Tubular Cell Cycle Response upon AKI: Revising Old and New Paradigms to Identify Novel Targets for CKD Prevention

Abstract

Acute kidney injury (AKI) is characterized by a rapid deterioration of kidney function, representing a global healthcare concern. In addition, AKI survivors frequently develop chronic kidney disease (CKD), contributing to a substantial proportion of disease burden globally. Yet, over the past 30 years, the burden of CKD has not declined to the same extent as many other important non-communicable diseases, implying a substantial deficit in the understanding of the disease progression. The assumption that the kidney response to AKI is based on a high proliferative potential of proximal tubular cells (PTC) caused a critical confounding factor, which has led to a limited development of strategies to prevent AKI and halt progression toward CKD. In this review, we discuss the latest findings on multiple mechanisms of response related to cell cycle behavior of PTC upon AKI, with a specific focus on their biological relevance. Collectively, we aim to (1) provide a new perspective on interpreting cell cycle progression of PTC in response to damage and (2) discuss how this knowledge can be used to choose the right therapeutic window of treatment for preserving kidney function while avoiding CKD progression.

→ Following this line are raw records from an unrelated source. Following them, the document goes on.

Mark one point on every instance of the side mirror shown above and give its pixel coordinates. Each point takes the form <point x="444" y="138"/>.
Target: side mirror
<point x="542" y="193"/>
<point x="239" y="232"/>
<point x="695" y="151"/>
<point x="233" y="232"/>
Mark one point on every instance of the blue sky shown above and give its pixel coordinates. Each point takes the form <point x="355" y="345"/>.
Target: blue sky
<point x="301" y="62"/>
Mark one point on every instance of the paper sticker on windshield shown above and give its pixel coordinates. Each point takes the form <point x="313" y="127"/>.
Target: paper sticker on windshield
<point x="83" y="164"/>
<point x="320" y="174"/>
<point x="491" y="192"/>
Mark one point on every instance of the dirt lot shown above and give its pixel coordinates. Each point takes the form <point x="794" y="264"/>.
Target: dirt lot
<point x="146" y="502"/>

Keywords: acute kidney injury; alternative cell cycle; cell cycle arrest; chronic kidney disease; fibrosis; mitotic cell cycle; polyploidy; senescence.

Figure 1

Distinct cell cycle programming triggered in PTC upon acute injury. The scheme depicts the different possible fates of cell cycle programming in PTC after AKI. The mitotic cell cycle (light blue line) progressing through G1, S, G2, and M phases generates two daughter cells. Cell cycle arrest (red line with stop sign) of PTC at G1 and G2 checkpoints triggers a senescent/fibrotic phenotype. Alternative cell cycle (i.e., endoreplication) generates mono/multinuclear polyploid cells via endomitosis (yellow line) or mononuclear polyploid cells via endocycle (red line).

Figure 2

Old and new strategies employed to study cell cycle behavior of PTC after acute injury. PTC respond to acute injury by triggering different strategies: mitotic cell cycle, cell cycle arrest and alternative cell cycle. Use of cell cycle markers (A) and DNA content analysis (B) (light blue box; old strategies) cannot distinguish among the proliferating PTC (generated by “traditional” mitotic cell cycle) and the arrested PTC or the polyploid PTC (generated by alternative cell cycle). Recently, sophisticated strategies (light yellow box, new strategies) are now being employed to detect proliferating PTC, completing a mitotic cell cycle versus polyploid PTC generated by endoreplication. (C) The FUCCI2aR technology coupled with the measurement of the DNA content, can discern between PTC (diploids in G2/M), which express the mVenus protein (green cells), from polyploid PTC having a DNA content ≥ 4C, which express mCherry protein (red cells). However, this technology does not allow to discriminate proliferating PTC from arrested PTC because they are both diploids in G2/M expressing mVenus protein (green cells). (D) Innovative application of the Confetti reporter allows the recognition of diploid PTC, which express only one color (YFP, RFP, CFP, and GFP) of the reporter cassette from polyploid PTC, which express two or more combinations of color in the same cell (RFP-CFP, RFP-YFP, YFP-CFP, GFP-RFP, GFP-CFP, and GFP-YFP). This technology, however, does not allow the identification of arrested cells.

Figure 3

Windows of opportunity for potential druggable targets to treat AKI and avoid CKD progression. (A) Early treatment after AKI with HDAC inhibitors enhance kidney regeneration (green line) by promoting RPC proliferation. Conversely, early treatment with drugs that inhibit cell cycle arrest and/or polyploidization (p21, p53, and YAP1 inhibitors) increase mortality of mice and lead to CKD (red line). (B) Late treatment, after the acute phase of damage, with drugs that inhibit cell cycle arrest and/or polyploidization (p21, p53, HDAC, and YAP1 inhibitors) ameliorates kidney function and prevents fibrosis and senescence (green line). GFR: glomerular filtration rate.